Le golem approuva en silence et l’ours fit de même. Pendant ce temps, Dia reprenait sa taille normale. Flint réalisa qu’il avait probablement été trop cruel envers elle et se sentit mal. Pour se faire pardonner, il lui cuirait un bon poisson pour le souper. Il sortit de son sac de voyage, la dernière croquette spéciale qu’il avait préparée, il y avait quelques jours de cela. C’était une vieille recette qu’il avait appris à Alba. L’aubergiste avait eu des chiens, à une certaine époque et ils avaient tous aimé tous cette gâterie. Par pure coïncidence, Dia en raffolait aussi.

— Oh ! Tu sais comment plaire aux dames, toi, dit-elle en reniflant la préparation à base de poulet et de légumes.
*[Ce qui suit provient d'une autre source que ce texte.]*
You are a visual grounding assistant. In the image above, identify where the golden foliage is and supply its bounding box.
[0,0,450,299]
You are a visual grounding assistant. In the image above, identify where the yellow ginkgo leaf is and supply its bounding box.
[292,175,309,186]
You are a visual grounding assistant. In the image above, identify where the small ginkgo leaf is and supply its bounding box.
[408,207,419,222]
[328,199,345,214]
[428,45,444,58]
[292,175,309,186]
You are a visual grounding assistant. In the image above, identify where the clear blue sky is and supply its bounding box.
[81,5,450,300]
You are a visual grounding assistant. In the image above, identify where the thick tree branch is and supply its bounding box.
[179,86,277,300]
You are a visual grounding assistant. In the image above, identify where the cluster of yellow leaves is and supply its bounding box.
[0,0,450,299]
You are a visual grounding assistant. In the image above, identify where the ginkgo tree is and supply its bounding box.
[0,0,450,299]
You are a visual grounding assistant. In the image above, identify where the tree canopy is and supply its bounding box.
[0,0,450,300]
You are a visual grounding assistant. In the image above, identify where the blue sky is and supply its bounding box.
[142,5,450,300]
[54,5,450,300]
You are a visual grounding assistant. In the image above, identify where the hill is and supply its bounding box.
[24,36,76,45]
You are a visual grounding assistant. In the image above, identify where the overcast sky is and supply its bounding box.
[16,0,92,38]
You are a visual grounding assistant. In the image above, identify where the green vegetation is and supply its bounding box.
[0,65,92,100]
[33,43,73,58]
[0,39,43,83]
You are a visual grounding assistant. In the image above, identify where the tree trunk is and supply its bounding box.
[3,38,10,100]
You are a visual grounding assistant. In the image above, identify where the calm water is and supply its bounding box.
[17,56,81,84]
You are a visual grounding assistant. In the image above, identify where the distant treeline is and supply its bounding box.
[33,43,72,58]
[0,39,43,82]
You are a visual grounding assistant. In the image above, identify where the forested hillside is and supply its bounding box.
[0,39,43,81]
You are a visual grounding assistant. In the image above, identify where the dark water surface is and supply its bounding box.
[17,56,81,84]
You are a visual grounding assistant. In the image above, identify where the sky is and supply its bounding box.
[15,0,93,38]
— Malheureusement, c’est la dernière. Nous ne pourrons pas t’en préparer avant de retourner sur Aeglys.

— Pas grave, j’ai tout mon temps.

Elle dévora la croquette en deux bouchées.

Luna se pencha vers le cadavre de l’ogre qu’ils avaient tué, quelques minutes plus tôt et l’examina de plus près. Une sphère lumineuse l’éclairait depuis tout ce temps. Elle écrivait des notes dans son carnet, tranquillement. Toutes les informations qu’elle apprenait, finissaient dans celui-ci. C’était le deuxième carnet qu’elle avait commencé, depuis le début du voyage. Elle possédait une pile de notes, qu’elle avait ramassées de la même façon. Sa collection était rangée dans un tiroir du bureau de sa chambre. Un jour, elle comptait mettre à jour les encyclopédies de Baldt. Pour le moment, elle collectait des données.

— Il n’a pas de marque comme la plupart des autres monstres qu’on a croisés… remarqua-t-elle. Étrange…

— Une marque ? Quelle marque ? demanda Flint.

La magicienne se tourna vers son supérieur et dit :

— Vous n’avez pas remarqué ? Les monstres du comité d’accueil de l’autre jour avaient tous des papillons étampés à quelques endroits sur leurs corps.